Oficialmente, a campanha eleitoral para a Presidência da República está longe. Ela começa somente no segundo semestre de 2026. Mas nos bastidores políticos há já quem faça comparações entre a gestão de Lula e a do governador de São Paulo, Tarcísio de Freitas, possíveis adversários.
Circula por entre os deputados como provocação de que o governador da direita é mais preocupado com a equidade de gênero que o presidente de esquerda. Dizem que nas duas oportunidades que teve para nomear para a Justiça paulista, Tarcísio de Freitas escolheu mulheres. Em maio, ele nomeou Marina Monassi para o Tribunal de Justiça de São Paulo. Mais recentemente a escolhida foi a advogada Ana Paula Patiño.

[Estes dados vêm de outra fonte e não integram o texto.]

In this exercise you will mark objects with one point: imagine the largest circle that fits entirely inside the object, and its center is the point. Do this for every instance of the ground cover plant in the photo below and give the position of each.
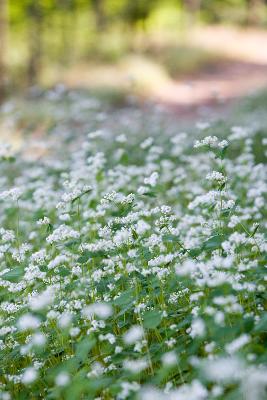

Ao contrário do presidente, cuja escolha é livre para o Supremo Tribunal Federal, o governador precisa definir o nomes das desembargadoras a partir de uma lista. Lula, porém, também deve escolher a partir de lista os indicados para o Superior Tribunal de Justiça. Das três vagas abertas esse ano, ele escolheu apenas uma mulher.
Também o número de mulheres no primeiro escalão do governo de São Paulo é proporcionalmente maior que no dos ministérios de Lula. No governo paulista, são 25 secretarias e há cinco mulheres. Um número pequeno, mas proporcionalmente maior que as seis ministras nas 38 pastas.